Planets do not make their own light. We can sometimes see the planets because they reflect light from the Sun.
The Sun is a star. It is a ball of gas that gives out large amounts of heat and light energy. The Sun is like the stars you can see in the sky at night. The stars do not look very bright because they are a lot further away than the Sun. People often group stars into patterns called constellations.
The Sun is one of millions of stars in our galaxy, which is called the Milky Way. There are millions of galaxies in the Universe.
The stars are a very long way from Earth. Scientists measure distances to the stars using light years. A light year is the distance that light can travel in one year.
Sound and hearing Sound vibrations and waves
Sound is a form of energy. Sounds are made when things vibrate. The vibrations are passed on by particles in solids, liquids or gases. Sound needs a substance to pass on the vibrations, so it can travel through solids, liquids and gases but not through a vacuum.
The speed of sound is faster through solids than liquids, and slowest through gases. This is because the particles are very close together in solids and so the energy is more likely to be passed from one particle to the next. The sound travels in all directions because the particles move in all directions unless something stops them.
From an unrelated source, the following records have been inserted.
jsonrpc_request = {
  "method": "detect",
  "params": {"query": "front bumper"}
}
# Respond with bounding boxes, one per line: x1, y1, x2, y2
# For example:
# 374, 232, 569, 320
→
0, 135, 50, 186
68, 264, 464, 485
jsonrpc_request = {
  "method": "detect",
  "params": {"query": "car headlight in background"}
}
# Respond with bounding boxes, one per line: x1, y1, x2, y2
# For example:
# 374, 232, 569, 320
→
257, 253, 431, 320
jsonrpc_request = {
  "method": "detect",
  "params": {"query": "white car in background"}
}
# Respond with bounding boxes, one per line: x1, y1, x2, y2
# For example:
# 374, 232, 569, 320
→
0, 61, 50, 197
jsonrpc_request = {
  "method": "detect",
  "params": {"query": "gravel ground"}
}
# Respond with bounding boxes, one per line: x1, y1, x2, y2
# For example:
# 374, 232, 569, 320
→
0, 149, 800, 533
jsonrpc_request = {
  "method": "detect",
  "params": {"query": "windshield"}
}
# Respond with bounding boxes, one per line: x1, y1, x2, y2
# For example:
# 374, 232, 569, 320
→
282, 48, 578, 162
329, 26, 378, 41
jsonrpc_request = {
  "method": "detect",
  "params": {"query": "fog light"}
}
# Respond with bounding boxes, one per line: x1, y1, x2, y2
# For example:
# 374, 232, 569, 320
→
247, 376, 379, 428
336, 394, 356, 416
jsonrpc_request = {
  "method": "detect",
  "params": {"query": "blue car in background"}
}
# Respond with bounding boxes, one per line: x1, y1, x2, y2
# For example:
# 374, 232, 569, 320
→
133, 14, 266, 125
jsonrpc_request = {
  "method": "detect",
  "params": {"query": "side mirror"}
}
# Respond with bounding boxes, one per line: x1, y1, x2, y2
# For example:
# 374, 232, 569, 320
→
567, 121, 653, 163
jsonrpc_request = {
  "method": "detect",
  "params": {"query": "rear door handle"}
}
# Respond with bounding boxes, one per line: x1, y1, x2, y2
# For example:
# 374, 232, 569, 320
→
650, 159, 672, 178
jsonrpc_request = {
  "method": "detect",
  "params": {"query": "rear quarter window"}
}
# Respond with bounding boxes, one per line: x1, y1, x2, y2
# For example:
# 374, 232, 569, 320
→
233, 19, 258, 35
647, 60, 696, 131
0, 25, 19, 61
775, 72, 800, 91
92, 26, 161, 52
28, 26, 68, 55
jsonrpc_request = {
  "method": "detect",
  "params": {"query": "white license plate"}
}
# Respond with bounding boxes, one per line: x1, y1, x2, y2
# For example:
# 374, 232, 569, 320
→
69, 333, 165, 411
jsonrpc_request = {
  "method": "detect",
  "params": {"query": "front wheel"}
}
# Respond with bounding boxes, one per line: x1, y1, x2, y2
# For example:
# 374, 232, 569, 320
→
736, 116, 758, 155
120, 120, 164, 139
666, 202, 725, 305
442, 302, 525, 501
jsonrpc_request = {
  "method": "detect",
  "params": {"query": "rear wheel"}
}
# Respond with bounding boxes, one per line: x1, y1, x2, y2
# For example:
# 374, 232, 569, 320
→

Sound waves can be shown on an oscilloscope.
The frequency of a wave is the number of vibrations each second. The unit for frequency is hertz (Hz). If you listen to a sound with a frequency of 100 Hz, one hundred waves reach your ear every second. High pitchedsounds have a high frequency, and low pitched sounds have a low frequency.
The distance between the waves is called the wavelength. It can be measured between any point on a wave and the same point of the next wave. It is often more convenient to measure it between the top of one wave and the next.
Half the height of the wave is called the amplitude. The loudness of a sound depends on the amplitude. Louder notes have more energy and the wave has a bigger amplitude.
Hearing and the ear
Sound waves travel through the air and into the ear. They cause the eardrum to vibrate. The vibrations are passed on to the cochlea in the inner ear, where they are changed to electrical signals called impulses. A nerve takes this message to the brain. When the message reaches the brain we hear the sound.
Sound can damage the ears if it is too loud or goes on for too long. Loud sounds can damage the eardrum or the cochlea. Unpleasant sound is often called noise.
We can measure how loud a sound is by using a sound intensity meter. This is an instrument which measures the loudness of a sound in decibels (dB). The thresholdof hearing is the quietest sound we can hear and we say this is 0 dB.
Soft materials can absorb sound. Soft materials are used in soundproofing and for making ear protectors. Double glazed windows and soft materials like curtains help to reduce sound levels.
Sound and light
Light also travels much faster than sound. It is nearly a million times faster. Light travels at 300 million metres per second (or 300 000 km/s) and sound travels at about 330 metres per second.
Both light waves and sound waves can be reflected. We hear a reflected sound wave as an echo.
All waves transmit energy. Light waves raise the temperature of the object they fall on. Similarly sound waves also transmit energy.